Yesterday, Gwyneth Paltrow took some time away from running her hands up and down the cold granite top of her kitchen island, to post this photo to the Instagram of her lifestyle company, GOOP.
OK, so a frightened intern probably posted it, and the photo itself was regramed from a rustic photographer/dedicated Gooper named Natalie Linch Chitwood, but the photo is Gwyn, through and through.
"We want to see how you #goopgetaway," the photo says.
The tent seems adrift; a wave of blood orange about to crash over it.
"So far away," Gwyneth probably said, smiling at the photo. "I love it."
This is EXACTLY where Gwyneth would take herself...or her children in the event of..something.

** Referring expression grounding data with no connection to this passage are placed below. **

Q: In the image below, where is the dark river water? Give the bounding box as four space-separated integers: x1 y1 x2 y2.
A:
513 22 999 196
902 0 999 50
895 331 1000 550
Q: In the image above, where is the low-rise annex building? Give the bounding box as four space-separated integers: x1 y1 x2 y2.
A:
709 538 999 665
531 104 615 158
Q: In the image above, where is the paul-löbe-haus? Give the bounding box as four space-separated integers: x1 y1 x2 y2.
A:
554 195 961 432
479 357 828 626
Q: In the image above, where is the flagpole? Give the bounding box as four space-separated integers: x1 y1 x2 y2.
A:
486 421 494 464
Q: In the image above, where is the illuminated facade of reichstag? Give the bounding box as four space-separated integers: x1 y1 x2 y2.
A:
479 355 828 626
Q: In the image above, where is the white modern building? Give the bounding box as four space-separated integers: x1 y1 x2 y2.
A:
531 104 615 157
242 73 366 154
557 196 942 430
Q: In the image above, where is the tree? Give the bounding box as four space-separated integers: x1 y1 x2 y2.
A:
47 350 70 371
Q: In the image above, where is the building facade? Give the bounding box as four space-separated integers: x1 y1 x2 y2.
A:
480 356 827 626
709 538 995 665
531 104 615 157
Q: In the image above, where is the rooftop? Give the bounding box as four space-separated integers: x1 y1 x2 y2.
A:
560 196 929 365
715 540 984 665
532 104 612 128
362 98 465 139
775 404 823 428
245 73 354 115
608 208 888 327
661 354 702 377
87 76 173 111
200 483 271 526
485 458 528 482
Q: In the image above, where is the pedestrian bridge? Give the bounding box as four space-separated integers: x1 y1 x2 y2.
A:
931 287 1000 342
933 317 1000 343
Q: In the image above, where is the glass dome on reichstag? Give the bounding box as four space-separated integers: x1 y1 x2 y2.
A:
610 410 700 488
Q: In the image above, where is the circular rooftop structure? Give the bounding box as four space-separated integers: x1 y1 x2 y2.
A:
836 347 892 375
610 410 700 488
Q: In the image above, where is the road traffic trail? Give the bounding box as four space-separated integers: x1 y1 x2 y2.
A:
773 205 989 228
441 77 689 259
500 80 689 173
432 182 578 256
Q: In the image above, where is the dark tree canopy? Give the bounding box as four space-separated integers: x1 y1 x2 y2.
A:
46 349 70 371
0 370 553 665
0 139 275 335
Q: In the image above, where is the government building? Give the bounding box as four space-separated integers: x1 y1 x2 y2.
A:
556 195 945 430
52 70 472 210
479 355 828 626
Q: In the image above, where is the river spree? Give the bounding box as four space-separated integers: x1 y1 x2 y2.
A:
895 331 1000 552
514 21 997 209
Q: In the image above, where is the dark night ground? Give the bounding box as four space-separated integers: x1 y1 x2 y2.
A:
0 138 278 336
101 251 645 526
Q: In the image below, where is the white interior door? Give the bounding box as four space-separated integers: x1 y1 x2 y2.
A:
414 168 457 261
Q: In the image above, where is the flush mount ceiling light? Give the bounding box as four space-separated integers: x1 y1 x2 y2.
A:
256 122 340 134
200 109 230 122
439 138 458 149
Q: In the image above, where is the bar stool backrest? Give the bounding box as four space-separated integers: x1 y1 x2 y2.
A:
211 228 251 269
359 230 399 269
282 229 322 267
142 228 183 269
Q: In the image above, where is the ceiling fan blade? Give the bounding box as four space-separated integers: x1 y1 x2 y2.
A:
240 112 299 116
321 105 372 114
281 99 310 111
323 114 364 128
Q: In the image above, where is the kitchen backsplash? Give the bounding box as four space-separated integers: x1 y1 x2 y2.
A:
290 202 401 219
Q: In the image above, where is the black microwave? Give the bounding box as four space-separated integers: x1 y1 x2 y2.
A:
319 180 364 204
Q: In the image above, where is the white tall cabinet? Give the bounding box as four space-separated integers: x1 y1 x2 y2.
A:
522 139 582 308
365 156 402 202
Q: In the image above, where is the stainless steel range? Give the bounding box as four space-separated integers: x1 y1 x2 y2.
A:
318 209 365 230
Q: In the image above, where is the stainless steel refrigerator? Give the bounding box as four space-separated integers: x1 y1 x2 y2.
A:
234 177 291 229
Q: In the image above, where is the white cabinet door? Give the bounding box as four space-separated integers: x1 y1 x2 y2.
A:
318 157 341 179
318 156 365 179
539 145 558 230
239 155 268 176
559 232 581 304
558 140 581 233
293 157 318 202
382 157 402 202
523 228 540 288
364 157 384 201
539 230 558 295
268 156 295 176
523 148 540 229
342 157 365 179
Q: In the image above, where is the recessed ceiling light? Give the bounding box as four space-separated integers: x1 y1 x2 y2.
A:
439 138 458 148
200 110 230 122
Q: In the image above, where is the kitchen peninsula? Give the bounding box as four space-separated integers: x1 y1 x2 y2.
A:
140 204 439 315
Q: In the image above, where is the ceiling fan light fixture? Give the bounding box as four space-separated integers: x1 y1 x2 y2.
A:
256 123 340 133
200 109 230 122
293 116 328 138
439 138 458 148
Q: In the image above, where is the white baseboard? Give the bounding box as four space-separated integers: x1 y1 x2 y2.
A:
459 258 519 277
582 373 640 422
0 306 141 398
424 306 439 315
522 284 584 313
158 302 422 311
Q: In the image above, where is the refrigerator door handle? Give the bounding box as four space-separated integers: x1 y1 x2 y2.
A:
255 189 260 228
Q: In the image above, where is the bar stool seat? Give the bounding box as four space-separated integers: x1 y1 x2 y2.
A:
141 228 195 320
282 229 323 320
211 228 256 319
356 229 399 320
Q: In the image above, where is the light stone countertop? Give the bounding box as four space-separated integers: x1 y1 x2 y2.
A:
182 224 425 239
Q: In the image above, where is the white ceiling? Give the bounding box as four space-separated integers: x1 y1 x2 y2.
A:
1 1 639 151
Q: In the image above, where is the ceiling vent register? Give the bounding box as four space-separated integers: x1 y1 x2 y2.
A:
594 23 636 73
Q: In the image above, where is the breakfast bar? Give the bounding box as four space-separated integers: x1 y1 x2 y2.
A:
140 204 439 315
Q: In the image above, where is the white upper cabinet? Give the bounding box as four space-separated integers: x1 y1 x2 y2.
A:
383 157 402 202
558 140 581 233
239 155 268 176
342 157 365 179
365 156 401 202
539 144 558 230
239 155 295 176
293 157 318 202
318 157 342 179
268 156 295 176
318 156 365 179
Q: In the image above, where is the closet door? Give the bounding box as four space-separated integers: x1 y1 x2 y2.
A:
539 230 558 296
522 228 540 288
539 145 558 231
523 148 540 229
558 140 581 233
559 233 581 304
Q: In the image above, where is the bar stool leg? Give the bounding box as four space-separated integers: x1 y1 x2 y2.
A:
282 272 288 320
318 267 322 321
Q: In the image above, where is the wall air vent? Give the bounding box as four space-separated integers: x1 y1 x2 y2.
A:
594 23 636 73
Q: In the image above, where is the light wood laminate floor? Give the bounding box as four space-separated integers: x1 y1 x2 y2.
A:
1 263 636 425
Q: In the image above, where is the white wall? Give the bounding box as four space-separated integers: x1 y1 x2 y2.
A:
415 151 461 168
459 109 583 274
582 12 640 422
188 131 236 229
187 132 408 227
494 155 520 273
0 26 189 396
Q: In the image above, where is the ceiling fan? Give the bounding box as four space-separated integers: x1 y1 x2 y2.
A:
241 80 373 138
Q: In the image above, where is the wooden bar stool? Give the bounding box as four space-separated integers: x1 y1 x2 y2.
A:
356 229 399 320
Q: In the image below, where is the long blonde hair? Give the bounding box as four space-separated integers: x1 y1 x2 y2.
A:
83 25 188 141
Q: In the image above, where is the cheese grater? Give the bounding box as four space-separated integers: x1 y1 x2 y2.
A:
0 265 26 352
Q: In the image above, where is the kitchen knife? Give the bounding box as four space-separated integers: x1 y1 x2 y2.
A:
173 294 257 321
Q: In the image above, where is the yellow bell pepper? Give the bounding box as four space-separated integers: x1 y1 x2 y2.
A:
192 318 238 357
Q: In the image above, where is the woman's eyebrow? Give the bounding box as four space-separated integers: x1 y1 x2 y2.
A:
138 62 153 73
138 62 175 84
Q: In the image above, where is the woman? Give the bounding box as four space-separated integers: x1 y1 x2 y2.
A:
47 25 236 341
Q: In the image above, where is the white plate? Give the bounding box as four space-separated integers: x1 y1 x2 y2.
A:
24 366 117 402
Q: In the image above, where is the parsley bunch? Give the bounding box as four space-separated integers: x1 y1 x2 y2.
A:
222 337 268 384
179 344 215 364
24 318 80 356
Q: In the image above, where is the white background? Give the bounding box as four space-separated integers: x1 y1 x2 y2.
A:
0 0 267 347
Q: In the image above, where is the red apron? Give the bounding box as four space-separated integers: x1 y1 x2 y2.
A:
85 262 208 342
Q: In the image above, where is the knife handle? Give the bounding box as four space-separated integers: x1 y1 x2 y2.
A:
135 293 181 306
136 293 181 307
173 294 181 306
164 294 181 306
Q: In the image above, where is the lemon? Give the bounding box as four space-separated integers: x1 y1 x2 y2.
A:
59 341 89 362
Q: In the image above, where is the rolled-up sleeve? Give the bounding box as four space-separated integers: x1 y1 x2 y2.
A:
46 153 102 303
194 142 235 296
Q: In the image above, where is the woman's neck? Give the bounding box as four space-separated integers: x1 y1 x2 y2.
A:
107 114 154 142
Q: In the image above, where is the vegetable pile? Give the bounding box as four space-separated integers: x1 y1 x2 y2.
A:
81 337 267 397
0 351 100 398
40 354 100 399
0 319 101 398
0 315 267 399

This exact teepee, in these exact woods, with that exact blanched autumn sky.
What would cause Gwynnie to want to flee though? What kind of catastrophe would drive GP to a #goopgetaway, here in this place of desolation.

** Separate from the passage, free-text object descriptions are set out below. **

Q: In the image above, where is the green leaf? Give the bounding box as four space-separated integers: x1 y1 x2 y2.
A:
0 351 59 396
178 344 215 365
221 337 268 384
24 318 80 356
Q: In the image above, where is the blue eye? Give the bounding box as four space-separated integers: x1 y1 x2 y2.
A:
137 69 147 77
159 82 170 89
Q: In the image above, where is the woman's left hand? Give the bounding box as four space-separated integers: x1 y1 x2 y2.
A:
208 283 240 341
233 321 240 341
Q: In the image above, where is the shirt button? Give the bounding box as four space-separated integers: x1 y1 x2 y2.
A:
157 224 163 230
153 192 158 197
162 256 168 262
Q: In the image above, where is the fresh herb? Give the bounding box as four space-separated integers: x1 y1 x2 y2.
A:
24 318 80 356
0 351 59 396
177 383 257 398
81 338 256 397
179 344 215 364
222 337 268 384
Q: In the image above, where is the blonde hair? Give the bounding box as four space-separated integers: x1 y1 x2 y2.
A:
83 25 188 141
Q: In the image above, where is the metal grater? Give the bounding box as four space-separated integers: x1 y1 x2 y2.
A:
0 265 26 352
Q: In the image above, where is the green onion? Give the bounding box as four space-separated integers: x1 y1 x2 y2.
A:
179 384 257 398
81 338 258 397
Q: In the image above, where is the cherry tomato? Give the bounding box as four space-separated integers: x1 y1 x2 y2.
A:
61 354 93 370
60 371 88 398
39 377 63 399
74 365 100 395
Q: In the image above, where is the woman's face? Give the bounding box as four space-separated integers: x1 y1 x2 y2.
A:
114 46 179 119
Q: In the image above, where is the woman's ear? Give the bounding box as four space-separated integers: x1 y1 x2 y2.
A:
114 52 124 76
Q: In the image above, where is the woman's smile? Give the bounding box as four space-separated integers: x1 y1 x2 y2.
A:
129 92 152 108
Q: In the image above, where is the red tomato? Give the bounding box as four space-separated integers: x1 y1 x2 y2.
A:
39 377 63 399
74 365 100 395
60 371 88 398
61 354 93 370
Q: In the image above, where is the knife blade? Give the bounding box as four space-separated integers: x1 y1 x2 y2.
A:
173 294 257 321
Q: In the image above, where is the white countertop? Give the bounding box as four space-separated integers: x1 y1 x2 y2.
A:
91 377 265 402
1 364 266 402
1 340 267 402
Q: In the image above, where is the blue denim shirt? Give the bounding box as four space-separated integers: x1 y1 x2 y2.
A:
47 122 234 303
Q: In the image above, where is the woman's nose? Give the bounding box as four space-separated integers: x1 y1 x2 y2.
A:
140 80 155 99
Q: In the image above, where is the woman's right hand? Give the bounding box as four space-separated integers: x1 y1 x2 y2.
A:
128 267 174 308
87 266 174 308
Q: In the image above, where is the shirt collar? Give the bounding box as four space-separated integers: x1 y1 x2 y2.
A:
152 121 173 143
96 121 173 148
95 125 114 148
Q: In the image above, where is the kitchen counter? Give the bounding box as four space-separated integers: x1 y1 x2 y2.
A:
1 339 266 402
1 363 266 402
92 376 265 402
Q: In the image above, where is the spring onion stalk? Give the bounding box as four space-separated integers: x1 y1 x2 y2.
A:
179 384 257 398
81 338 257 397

Here are 5 (imagined) emergencies that would call for a #goopgetaway to this same tent.
5. Exiling herself after upsetting water. In one GOOP post, Gwyneth referenced the experiments of Dr. Masuru Emoto, who claims that water literally has feelings. "In his experiments, Emoto poured pure water into vials labeled with
negative phrases like 'I hate you' or 'fear'. After 24 hours, the water
was frozen, and no longer crystallised under the microscope: It yielded
grey, misshapen clumps instead of beautiful lace-like crystals. In
contrast, Emoto placed labels that said things like 'I Love You', or
'Peace' on vials of polluted water, and after 24 hours, they produced
gleaming, perfectly hexagonal crystals."
Naturally, if Gwyneth discovered she had upset the water she'd imported to her home(s), she could use this teepee as a place of exile, punishment
"There is such thing as a wrong way to treat water," Gwyneth would write on a potential pre-exile GOOP post. "Now I must sit with myself as a means of amends."
4. Vaginal steaming retreat. Earlier this year, GOOP urged its female followers to get their vaginas steamed. Gwyneth took to the site to praise the earthy-sounding treatment, stating that "It is an energetic release -- not just a steam douche -- that balances female hormone levels."

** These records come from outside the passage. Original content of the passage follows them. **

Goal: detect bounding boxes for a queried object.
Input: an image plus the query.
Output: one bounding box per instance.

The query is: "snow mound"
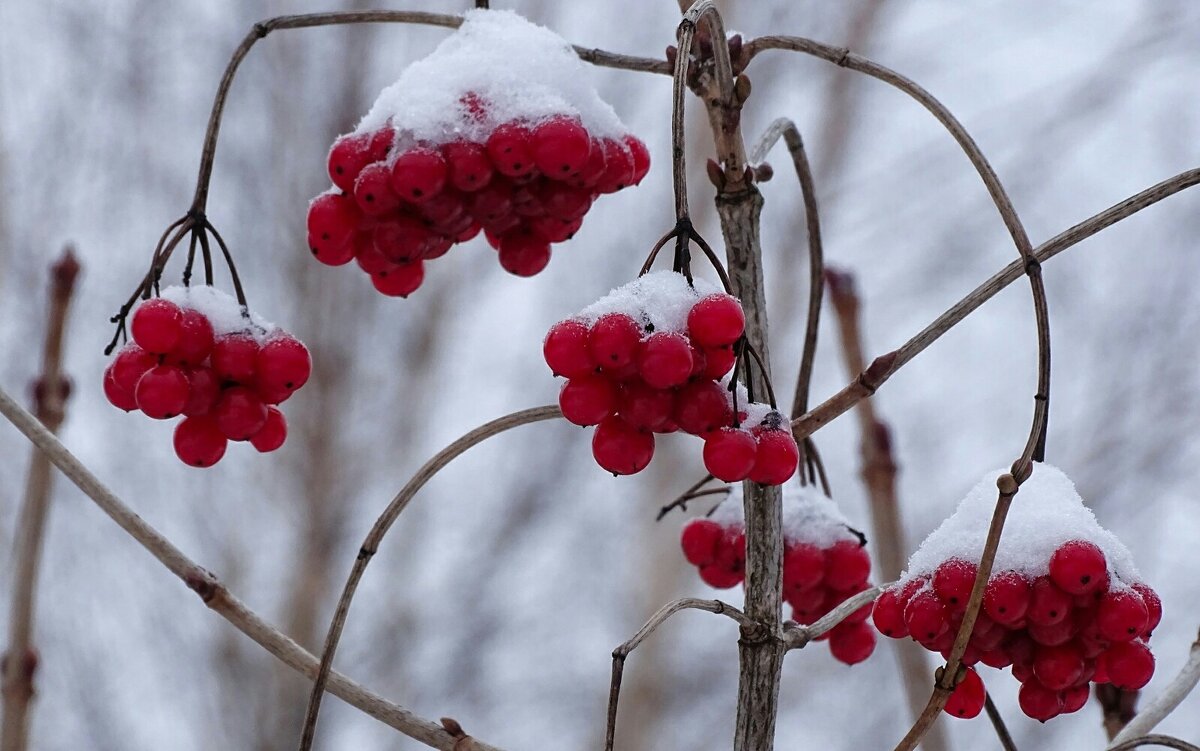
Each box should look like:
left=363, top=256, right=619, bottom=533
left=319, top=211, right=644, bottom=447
left=159, top=285, right=277, bottom=342
left=903, top=463, right=1141, bottom=584
left=709, top=483, right=860, bottom=548
left=357, top=9, right=630, bottom=146
left=575, top=270, right=723, bottom=334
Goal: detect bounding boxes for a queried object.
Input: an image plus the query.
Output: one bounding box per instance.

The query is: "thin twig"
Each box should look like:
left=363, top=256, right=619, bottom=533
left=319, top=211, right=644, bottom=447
left=297, top=406, right=563, bottom=750
left=1, top=249, right=79, bottom=751
left=656, top=474, right=716, bottom=521
left=784, top=584, right=885, bottom=649
left=605, top=598, right=755, bottom=751
left=1107, top=736, right=1200, bottom=751
left=1111, top=629, right=1200, bottom=746
left=984, top=693, right=1019, bottom=751
left=0, top=385, right=507, bottom=751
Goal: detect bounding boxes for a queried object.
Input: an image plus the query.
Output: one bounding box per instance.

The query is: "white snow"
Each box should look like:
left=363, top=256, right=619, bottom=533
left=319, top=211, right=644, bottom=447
left=158, top=284, right=277, bottom=342
left=708, top=483, right=861, bottom=548
left=903, top=463, right=1142, bottom=585
left=356, top=9, right=632, bottom=147
left=575, top=270, right=724, bottom=334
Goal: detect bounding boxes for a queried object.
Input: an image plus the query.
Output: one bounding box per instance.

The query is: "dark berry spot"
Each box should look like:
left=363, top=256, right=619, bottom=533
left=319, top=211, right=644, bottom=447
left=412, top=189, right=423, bottom=198
left=366, top=195, right=375, bottom=203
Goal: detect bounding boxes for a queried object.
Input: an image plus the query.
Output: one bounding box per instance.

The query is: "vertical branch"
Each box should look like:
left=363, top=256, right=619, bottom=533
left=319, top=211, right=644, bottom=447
left=825, top=268, right=947, bottom=751
left=1, top=248, right=80, bottom=751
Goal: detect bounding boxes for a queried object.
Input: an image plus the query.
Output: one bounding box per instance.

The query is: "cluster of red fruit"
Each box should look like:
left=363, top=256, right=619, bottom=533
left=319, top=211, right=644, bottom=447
left=102, top=292, right=311, bottom=467
left=680, top=505, right=876, bottom=666
left=872, top=540, right=1161, bottom=721
left=307, top=111, right=649, bottom=295
left=544, top=274, right=798, bottom=481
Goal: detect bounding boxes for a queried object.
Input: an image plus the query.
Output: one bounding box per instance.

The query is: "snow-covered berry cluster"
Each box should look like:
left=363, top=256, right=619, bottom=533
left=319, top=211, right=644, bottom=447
left=872, top=465, right=1160, bottom=721
left=681, top=484, right=876, bottom=665
left=544, top=271, right=798, bottom=481
left=306, top=10, right=648, bottom=294
left=102, top=286, right=310, bottom=467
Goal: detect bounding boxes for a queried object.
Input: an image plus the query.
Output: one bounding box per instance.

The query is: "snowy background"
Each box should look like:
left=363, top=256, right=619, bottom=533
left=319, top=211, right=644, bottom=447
left=2, top=1, right=1199, bottom=749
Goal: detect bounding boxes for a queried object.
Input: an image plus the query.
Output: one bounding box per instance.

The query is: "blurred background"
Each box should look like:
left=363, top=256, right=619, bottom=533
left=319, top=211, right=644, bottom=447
left=2, top=1, right=1199, bottom=749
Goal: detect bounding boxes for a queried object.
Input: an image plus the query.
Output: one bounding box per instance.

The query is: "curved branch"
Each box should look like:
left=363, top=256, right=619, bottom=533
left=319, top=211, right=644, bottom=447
left=298, top=405, right=564, bottom=750
left=784, top=583, right=885, bottom=649
left=0, top=385, right=506, bottom=751
left=1112, top=629, right=1200, bottom=746
left=1108, top=736, right=1200, bottom=751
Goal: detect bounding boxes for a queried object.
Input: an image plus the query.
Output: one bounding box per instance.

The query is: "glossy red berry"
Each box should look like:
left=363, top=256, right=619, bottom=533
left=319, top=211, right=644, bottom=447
left=1103, top=641, right=1154, bottom=690
left=699, top=563, right=743, bottom=589
left=173, top=416, right=228, bottom=468
left=168, top=308, right=215, bottom=367
left=372, top=216, right=432, bottom=264
left=327, top=129, right=391, bottom=192
left=591, top=416, right=654, bottom=475
left=352, top=162, right=402, bottom=216
left=596, top=138, right=634, bottom=193
left=371, top=261, right=425, bottom=297
left=131, top=298, right=184, bottom=354
left=617, top=381, right=675, bottom=432
left=1097, top=589, right=1149, bottom=643
left=542, top=185, right=592, bottom=221
left=681, top=518, right=723, bottom=566
left=1061, top=684, right=1090, bottom=714
left=102, top=366, right=137, bottom=411
left=544, top=320, right=595, bottom=378
left=871, top=587, right=909, bottom=638
left=1132, top=583, right=1162, bottom=636
left=688, top=294, right=745, bottom=347
left=829, top=622, right=876, bottom=665
left=214, top=386, right=268, bottom=441
left=825, top=540, right=871, bottom=590
left=1018, top=680, right=1063, bottom=722
left=702, top=427, right=757, bottom=482
left=943, top=667, right=985, bottom=719
left=702, top=344, right=737, bottom=379
left=390, top=148, right=448, bottom=203
left=588, top=314, right=643, bottom=370
left=559, top=375, right=618, bottom=426
left=135, top=365, right=189, bottom=419
left=748, top=428, right=799, bottom=485
left=443, top=141, right=494, bottom=192
left=983, top=571, right=1032, bottom=625
left=783, top=542, right=825, bottom=592
left=904, top=590, right=949, bottom=643
left=497, top=231, right=552, bottom=276
left=211, top=334, right=260, bottom=384
left=255, top=335, right=311, bottom=396
left=1028, top=577, right=1072, bottom=626
left=637, top=332, right=693, bottom=389
left=486, top=122, right=536, bottom=177
left=112, top=344, right=157, bottom=394
left=624, top=136, right=651, bottom=184
left=183, top=367, right=221, bottom=416
left=932, top=559, right=978, bottom=611
left=307, top=193, right=361, bottom=264
left=1033, top=642, right=1085, bottom=690
left=674, top=380, right=733, bottom=435
left=532, top=116, right=591, bottom=178
left=1049, top=540, right=1108, bottom=595
left=249, top=406, right=287, bottom=452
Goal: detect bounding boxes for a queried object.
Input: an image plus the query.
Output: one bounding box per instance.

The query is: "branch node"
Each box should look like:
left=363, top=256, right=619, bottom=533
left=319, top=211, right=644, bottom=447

Many places, including Women's Health, discredited this as 1%-er nonsense, but also detrimental to a woman's physical well-being. That's not going to stop Gwyneth! Even if it means retreating to the wilderness to a small, insulated teepee she's going to fucking do this. Gynos, be damned!
3. Family fun foraging for food. Gwyneth has stated that her one wish is for her children to be in the sun every day, swimming, and "picking vegetables," like avocados. One fun #goopgetaway would be to send her kids on an "Outward Bound" type retreat. Basically, they're woken in the middle of the night, driven to this undisclosed teepee location, where they must work together to forage for food and water. The goal? Survive in a very artisanal way.
"When you don't know what to do, just dig," Gwyneth tells them in a typed guide the children find taped to the side of the teepee.
2. Transcending human consciousness. At a tech conference in 2014, Gwyneth spoke about the Internet, glibly relating the criticism she reads about herself to being in war. "It's almost
like how, in war, you go through this bloody, dehumanizing thing," she said. She then added, "My
hope is, as we get out of it, we'll reach the next level of consciousness."
Gwyn can start with this teepee. Meditating, steaming, writing, chanting inside until she reaches this new plane of self.
"The point is to feel as empty as a freshly made mason jar, still warm from the open flame," Gwyneth scrawls in her journal at dawn.
1. Gwyneth's mother, Blythe Danner, wearing a huge, floppy sun hat and faintly singing "One a penny, two a penny..." to herself while holding a brown grocery bag filled to the brim with potatoes. Reasonable!